Additional tests based on the exam:
If renal or liver function is abnormal, further tests (renal ultrasound, hepatitis serologies, etc.) may be necessary. If inflammatory bowel disease (IBD) (GI symptoms, anemia, high platelets) is suspected, consider a stool occult blood test, calprotectin, or GI referral for endoscopy. If celiac disease is possible (chronic fatigue, iron deficiency, +/- GI symptoms), check tissue transglutaminase IgA and total IgA levels. If there are signs of hemolysis (jaundice, high LDH, low haptoglobin), perform a Coombs test. Ferritin can serve as both an iron marker and an inflammatory marker; very high ferritin levels, fatigue, and fevers may indicate systemic JIA or MAS.

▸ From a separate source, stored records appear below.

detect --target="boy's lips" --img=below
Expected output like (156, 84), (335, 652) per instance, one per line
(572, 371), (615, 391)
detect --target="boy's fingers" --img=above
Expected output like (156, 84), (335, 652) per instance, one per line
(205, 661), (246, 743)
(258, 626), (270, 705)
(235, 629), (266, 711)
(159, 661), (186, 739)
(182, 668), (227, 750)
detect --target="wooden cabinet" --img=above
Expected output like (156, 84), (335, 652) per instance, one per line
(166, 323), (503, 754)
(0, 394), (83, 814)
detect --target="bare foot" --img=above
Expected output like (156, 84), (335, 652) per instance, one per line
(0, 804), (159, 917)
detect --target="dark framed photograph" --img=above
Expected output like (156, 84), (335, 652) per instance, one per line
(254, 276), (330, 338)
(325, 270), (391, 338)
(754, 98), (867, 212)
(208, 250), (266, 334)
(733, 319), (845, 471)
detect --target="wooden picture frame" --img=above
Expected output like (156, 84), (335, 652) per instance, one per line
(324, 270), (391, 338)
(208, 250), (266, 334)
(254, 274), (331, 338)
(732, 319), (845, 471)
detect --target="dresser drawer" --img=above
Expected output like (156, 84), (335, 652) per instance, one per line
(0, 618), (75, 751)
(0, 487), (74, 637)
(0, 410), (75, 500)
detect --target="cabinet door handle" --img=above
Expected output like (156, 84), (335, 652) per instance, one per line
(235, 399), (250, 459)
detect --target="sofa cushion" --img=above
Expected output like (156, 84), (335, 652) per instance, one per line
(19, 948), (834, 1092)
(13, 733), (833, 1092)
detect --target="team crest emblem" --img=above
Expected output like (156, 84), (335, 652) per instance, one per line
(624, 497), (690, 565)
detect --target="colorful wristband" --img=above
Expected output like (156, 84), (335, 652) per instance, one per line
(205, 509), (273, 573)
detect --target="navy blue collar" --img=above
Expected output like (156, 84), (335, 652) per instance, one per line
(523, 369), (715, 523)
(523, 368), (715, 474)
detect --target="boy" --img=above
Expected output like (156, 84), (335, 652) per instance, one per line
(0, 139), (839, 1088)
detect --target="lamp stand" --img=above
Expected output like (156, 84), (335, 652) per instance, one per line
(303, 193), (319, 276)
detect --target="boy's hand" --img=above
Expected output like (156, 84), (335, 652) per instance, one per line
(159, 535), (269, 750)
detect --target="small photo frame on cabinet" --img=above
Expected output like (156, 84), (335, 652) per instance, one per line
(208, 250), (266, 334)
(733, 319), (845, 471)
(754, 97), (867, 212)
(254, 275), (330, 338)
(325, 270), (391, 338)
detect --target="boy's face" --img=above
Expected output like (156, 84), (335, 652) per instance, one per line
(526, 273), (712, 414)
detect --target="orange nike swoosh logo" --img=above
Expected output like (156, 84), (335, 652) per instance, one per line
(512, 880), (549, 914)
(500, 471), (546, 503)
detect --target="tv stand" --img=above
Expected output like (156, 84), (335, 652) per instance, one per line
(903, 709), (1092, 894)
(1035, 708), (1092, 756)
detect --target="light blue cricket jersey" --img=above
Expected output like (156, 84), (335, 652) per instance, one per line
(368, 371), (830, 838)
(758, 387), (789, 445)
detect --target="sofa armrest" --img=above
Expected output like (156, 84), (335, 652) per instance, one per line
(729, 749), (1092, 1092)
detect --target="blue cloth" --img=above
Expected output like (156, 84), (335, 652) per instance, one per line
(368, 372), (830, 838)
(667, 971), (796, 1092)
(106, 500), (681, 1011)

Bone marrow biopsy/aspiration: Leukemia or bone marrow failure is strongly suspected (abnormal CBC or exam), so this diagnostic procedure would be necessary via a hematology referral.

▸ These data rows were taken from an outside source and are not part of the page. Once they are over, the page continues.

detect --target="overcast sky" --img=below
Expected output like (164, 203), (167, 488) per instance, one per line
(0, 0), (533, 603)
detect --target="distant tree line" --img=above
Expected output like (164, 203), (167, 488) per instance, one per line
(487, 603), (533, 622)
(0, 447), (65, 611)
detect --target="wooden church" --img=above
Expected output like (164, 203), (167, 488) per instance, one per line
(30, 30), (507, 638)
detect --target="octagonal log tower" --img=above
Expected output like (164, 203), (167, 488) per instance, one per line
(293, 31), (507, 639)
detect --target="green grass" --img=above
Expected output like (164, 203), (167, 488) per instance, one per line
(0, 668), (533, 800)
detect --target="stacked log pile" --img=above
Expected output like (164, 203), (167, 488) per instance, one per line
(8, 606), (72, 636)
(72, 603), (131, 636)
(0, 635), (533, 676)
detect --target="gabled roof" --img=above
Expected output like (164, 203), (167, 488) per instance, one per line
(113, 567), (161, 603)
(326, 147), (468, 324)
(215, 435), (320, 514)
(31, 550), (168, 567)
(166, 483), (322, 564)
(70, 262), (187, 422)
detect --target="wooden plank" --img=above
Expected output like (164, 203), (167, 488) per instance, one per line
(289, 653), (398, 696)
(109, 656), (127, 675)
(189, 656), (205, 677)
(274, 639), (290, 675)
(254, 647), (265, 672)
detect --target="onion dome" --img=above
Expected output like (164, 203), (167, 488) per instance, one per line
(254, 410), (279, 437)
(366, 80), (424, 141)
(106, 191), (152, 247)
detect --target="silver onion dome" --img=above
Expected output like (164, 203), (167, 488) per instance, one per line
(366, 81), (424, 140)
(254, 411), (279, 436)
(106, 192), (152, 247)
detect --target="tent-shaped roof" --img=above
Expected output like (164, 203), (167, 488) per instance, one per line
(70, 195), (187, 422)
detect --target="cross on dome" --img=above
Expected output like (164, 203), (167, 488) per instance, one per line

In summary, the initial lab workup covers a broad range of common issues: anemia, inflammation, thyroid problems, etc. Many of these tests will return normal results in numerous children experiencing fatigue. Suppose all initial tests return normal and no concerns are noted during the examination. In that case, it is reasonable to provide supportive observation for a short time while promoting good nutrition, sleep, and exercise—especially if the fatigue has persisted for a brief period (less than 1 to 2 months). However, if lab results show any abnormalities, or if there is still a strong clinical suspicion for a condition despite normal test results, proceed with more focused second-tier tests or referrals as appropriate.

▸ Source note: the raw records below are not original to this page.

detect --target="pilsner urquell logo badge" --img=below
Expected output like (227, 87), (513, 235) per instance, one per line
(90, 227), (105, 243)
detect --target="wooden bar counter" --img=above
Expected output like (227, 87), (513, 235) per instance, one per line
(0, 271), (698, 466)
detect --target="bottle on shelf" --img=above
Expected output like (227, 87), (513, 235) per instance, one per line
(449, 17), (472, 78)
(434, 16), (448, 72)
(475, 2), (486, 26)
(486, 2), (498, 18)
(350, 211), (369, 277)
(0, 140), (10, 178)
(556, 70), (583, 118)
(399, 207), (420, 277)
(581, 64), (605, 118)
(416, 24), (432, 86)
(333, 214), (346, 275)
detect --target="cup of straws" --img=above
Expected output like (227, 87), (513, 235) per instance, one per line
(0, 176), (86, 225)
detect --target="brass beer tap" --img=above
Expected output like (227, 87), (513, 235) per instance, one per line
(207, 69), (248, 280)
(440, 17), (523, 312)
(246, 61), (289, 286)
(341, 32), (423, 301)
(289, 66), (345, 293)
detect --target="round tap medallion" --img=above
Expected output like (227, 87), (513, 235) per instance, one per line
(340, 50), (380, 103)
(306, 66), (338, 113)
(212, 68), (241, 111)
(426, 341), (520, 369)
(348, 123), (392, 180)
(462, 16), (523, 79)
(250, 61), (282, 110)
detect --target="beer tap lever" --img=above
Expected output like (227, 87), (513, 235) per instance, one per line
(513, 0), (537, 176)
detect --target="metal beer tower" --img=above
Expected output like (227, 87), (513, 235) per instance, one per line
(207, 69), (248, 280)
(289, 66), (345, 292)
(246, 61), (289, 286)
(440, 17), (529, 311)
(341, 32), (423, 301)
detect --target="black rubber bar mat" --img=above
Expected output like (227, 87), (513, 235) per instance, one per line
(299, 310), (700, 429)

Imaging Studies: When and What to Order
Imaging is unnecessary in every case of pediatric fatigue, but it becomes important if specific findings warrant it. Use imaging to clarify suspicions from the history/exam:
X-rays: Obtain plain radiographs if localized bone or joint symptoms are present. For example:
- A joint X-ray can confirm an effusion or erosion in JIA and rule out orthopedic causes such as fractures, osteochondromas, or osteomyelitis. Long-standing arthritis may display joint space narrowing or growth disturbances.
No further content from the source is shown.